Diners can access online menus on their mobile device by tapping or scanning an NFC tag or QR code, and order their meal before even arriving. They can initiate payment and add a tip securely and conveniently, without waiting in line or signing a receipt. The process is certainly simpler and more convenient than the current check protocols
OneDine offers a variety of 100 percent contactless payment solutions, including text-to-pay and scan-to-pay options. Patrons can customize their bills – for example by splitting the check – conducting the entire transactions on their mobile device.
The Time Has Come
Increasingly, municipalities are mandating contactless ordering and payment as a pre-requisite for re-opening. By the time the pandemic has waned, diners will have become used to ordering and paying remotely. According to a survey by Bentobox, 57% of restaurant customers expect to pay by some kind of contactless payment when they return to dining.
It’s not as if this is new.
Consumers have been paying with mobile devices outside of restaurants for several years now, using Apple Pay, Google Pay and a host of smaller providers. Credit cards enable contactless payment at stores worldwide. Even those consumers who haven’t adapted to a contactless form of payment have seen payment methods evolve over the last decade. Scanning a credit card over a reader is not significantly different than swiping it through a slot. By last year, more than 40 percent of payments made through Visa globally were made on readers.
It Works for Restaurants
More efficient ordering and paying offers multiple advantages to the house. When patrons are ordering before they arrive and paying as they leave it means tables are turning over faster and more diners are being served. That allows restaurants to better optimize high-demand periods, keep waiting lists short and boost revenue.

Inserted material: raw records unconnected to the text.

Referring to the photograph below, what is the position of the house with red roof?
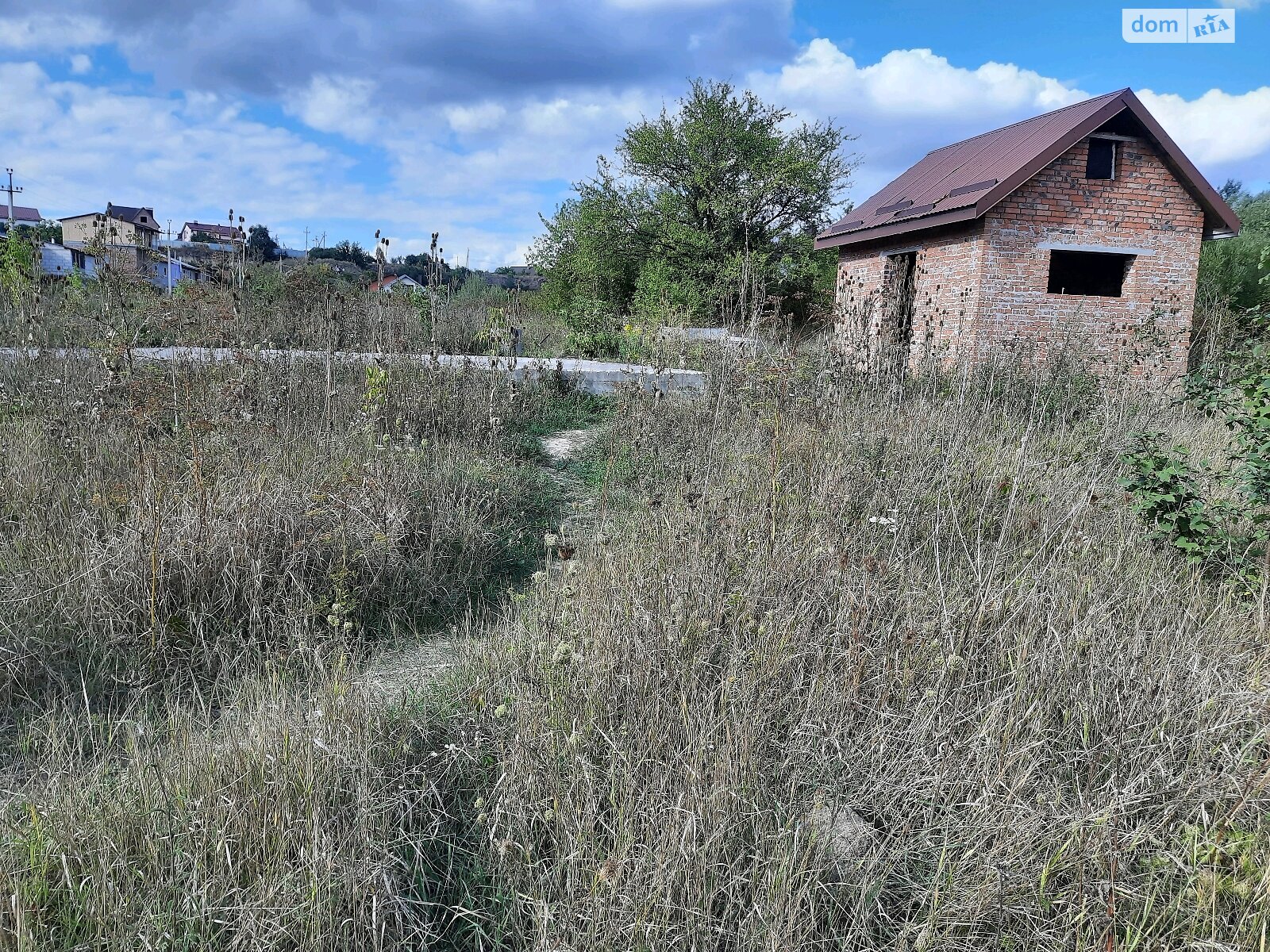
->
[370,274,423,294]
[815,89,1240,376]
[179,221,246,245]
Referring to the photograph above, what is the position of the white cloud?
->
[0,63,341,227]
[0,13,110,49]
[444,103,506,133]
[283,76,376,141]
[1138,86,1270,167]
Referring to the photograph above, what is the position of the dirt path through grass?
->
[360,428,595,701]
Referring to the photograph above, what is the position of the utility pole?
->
[4,169,21,228]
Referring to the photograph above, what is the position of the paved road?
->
[0,347,706,393]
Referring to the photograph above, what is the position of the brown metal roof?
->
[182,221,243,239]
[815,89,1240,249]
[0,204,40,222]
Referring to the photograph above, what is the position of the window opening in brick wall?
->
[1046,251,1134,297]
[1084,138,1115,179]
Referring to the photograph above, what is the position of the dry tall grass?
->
[0,340,1270,950]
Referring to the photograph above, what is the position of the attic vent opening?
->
[1084,138,1115,179]
[1046,251,1134,297]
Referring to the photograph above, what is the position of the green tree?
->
[529,80,853,320]
[1199,179,1270,311]
[246,225,282,262]
[309,239,375,268]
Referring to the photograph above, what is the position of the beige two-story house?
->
[60,203,159,271]
[61,203,159,248]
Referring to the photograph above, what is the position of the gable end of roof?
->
[815,89,1240,249]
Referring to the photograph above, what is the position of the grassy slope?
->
[0,352,1270,950]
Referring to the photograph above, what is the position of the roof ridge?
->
[926,86,1133,155]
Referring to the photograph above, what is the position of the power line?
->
[0,169,21,227]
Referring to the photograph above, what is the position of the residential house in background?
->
[61,203,159,248]
[815,89,1240,376]
[179,221,246,244]
[61,203,159,274]
[0,205,43,235]
[371,274,423,294]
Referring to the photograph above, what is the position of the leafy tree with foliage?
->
[386,251,471,288]
[529,80,853,322]
[1199,179,1270,311]
[14,218,62,245]
[309,239,375,268]
[246,225,282,262]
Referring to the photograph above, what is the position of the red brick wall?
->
[978,142,1204,376]
[837,135,1204,376]
[837,224,983,366]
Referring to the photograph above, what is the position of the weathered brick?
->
[837,141,1204,376]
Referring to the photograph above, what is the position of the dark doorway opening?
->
[881,251,917,372]
[1046,251,1133,297]
[1084,138,1115,179]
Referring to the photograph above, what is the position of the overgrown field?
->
[0,354,1270,950]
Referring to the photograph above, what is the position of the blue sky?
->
[0,0,1270,267]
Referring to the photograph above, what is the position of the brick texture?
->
[837,141,1204,376]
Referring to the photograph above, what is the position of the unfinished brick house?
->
[815,89,1240,376]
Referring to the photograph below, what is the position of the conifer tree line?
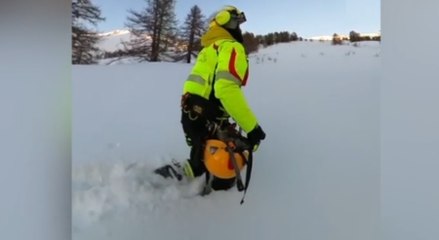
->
[72,0,105,64]
[72,0,310,64]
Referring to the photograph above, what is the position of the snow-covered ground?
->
[72,42,381,240]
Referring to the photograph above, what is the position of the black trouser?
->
[181,95,235,190]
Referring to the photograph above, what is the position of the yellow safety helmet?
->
[204,139,246,179]
[215,6,247,26]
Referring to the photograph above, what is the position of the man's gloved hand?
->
[247,125,265,152]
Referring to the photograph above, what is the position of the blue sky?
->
[92,0,381,37]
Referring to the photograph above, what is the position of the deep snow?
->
[72,42,381,240]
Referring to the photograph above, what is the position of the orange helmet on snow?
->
[204,139,246,179]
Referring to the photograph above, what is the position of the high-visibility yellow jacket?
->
[183,24,258,133]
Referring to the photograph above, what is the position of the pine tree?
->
[72,0,105,64]
[182,5,205,63]
[124,0,177,62]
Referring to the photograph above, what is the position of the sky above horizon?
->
[92,0,381,37]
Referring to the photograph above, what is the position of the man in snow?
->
[156,6,265,190]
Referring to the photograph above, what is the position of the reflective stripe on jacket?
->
[183,25,257,133]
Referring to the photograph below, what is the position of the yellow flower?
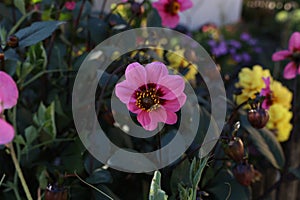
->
[166,49,198,81]
[266,104,293,142]
[270,80,293,109]
[236,65,272,104]
[235,65,293,142]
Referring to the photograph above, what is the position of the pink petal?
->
[127,99,142,114]
[289,32,300,52]
[116,80,137,104]
[149,107,167,124]
[158,75,185,99]
[177,0,193,12]
[0,71,19,112]
[137,111,151,130]
[283,62,297,79]
[163,93,186,112]
[0,119,15,145]
[165,111,177,124]
[261,100,270,110]
[272,50,292,61]
[152,0,168,11]
[125,62,147,89]
[145,62,168,83]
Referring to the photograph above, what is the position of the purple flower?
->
[272,32,300,79]
[116,62,186,131]
[152,0,193,28]
[0,71,19,145]
[260,77,272,110]
[240,32,251,41]
[228,40,242,49]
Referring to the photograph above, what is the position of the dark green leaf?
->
[241,115,285,169]
[15,21,64,48]
[25,126,38,145]
[147,9,161,27]
[289,167,300,179]
[14,0,26,15]
[86,168,112,184]
[149,171,168,200]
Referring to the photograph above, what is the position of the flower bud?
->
[6,35,19,48]
[131,2,145,16]
[224,137,244,162]
[248,108,269,129]
[45,185,68,200]
[232,163,255,186]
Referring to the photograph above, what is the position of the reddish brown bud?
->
[131,2,145,16]
[45,185,68,200]
[248,108,269,129]
[224,137,244,162]
[232,163,255,186]
[6,35,19,48]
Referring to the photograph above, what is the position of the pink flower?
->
[116,62,186,131]
[65,1,76,10]
[260,77,273,110]
[272,32,300,79]
[0,119,15,145]
[152,0,193,28]
[0,71,19,145]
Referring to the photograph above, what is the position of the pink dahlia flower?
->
[65,1,76,10]
[272,32,300,79]
[152,0,193,28]
[260,77,272,110]
[116,62,186,131]
[0,71,19,145]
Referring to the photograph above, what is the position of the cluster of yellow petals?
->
[235,65,293,142]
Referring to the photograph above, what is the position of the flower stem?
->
[7,143,32,200]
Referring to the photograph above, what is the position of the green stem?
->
[7,143,32,200]
[0,174,5,186]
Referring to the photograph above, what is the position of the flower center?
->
[135,87,160,112]
[165,0,180,15]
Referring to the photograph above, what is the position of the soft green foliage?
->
[149,171,168,200]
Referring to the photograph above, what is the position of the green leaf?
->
[14,135,26,145]
[14,0,26,15]
[241,115,285,169]
[25,126,38,145]
[33,102,56,139]
[147,9,161,27]
[149,171,168,200]
[206,169,251,200]
[289,167,300,180]
[15,21,64,48]
[86,168,112,184]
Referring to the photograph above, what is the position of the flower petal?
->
[289,32,300,52]
[137,111,151,130]
[177,0,193,12]
[165,111,177,124]
[149,107,167,124]
[0,71,19,112]
[145,62,168,83]
[163,93,186,112]
[272,50,292,61]
[158,75,185,99]
[0,119,15,145]
[125,62,147,89]
[283,62,297,79]
[116,80,137,104]
[127,100,142,114]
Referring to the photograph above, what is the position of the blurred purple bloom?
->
[240,32,251,41]
[228,40,242,49]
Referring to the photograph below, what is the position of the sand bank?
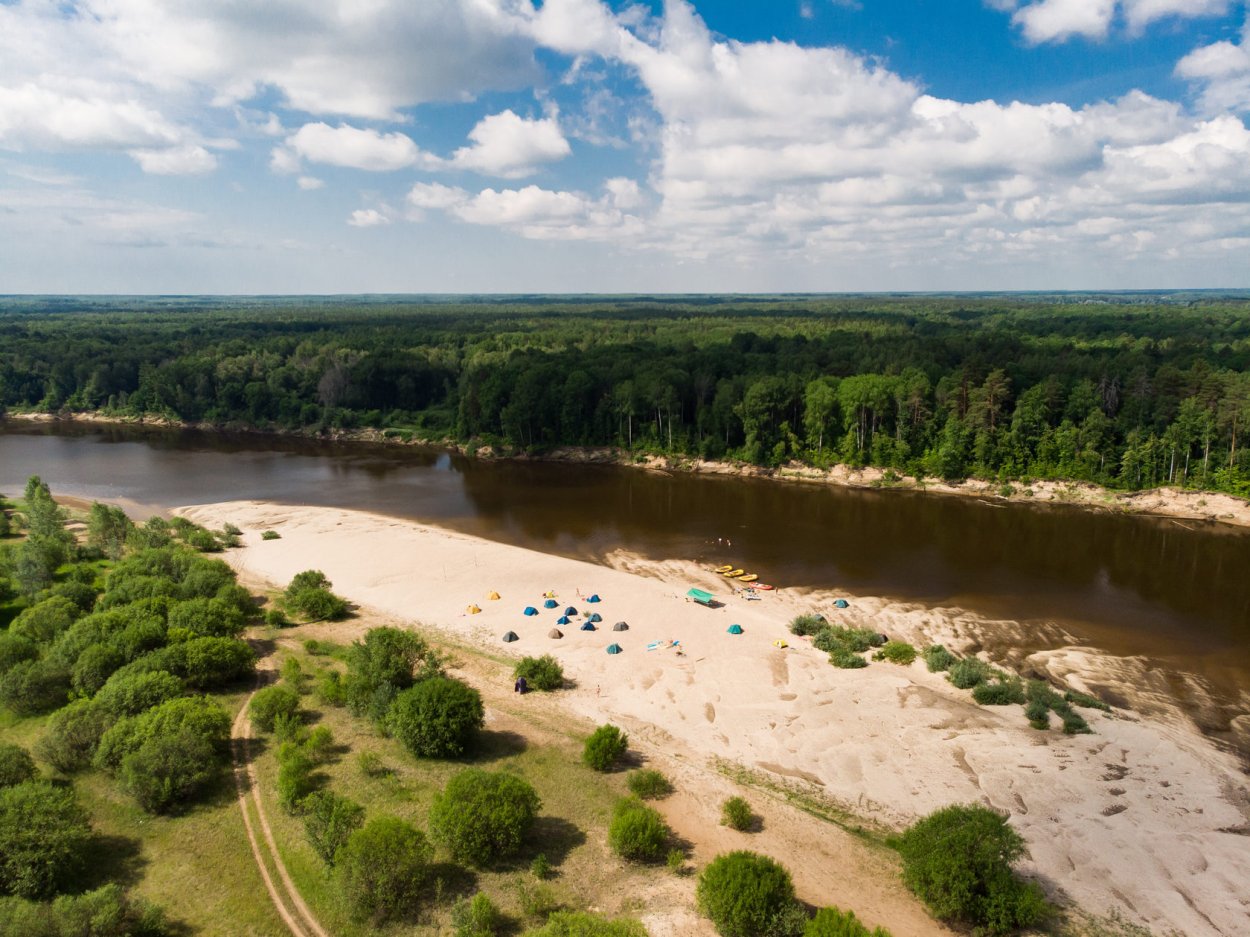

Online ordering and payment allows for eco-friendly menu changes in real time, eliminating the need to reprint menus and the danger that guests will attempt to order items that are no longer available. Happier customers equal a better dining experience, more positive online reviews and a higher rate of return visits.
The Cashless Society
Contactless payment is coming – everywhere – and it is coming soon. Covid is providing the catalyst for consumers to pay for everything with a tap: groceries, haircuts, travel, you name it. Restaurants are all likely to adopt soon, just as they adapted to credit cards, online reservations and other technological advances.
A More Personal Experience
Paradoxically, slashing the time servers spend doing the check dance will increase the personal element of front-of-house operations. How? By eliminating much of the time servers waste traipsing back and forth to deliver and collect bills, they’ll be freed up to check on guests, answer questions and generally improve the dining experience.
Restaurants that adopt these solutions will be rewarded with loyalty and better positioned to recover and grow their businesses more rapidly.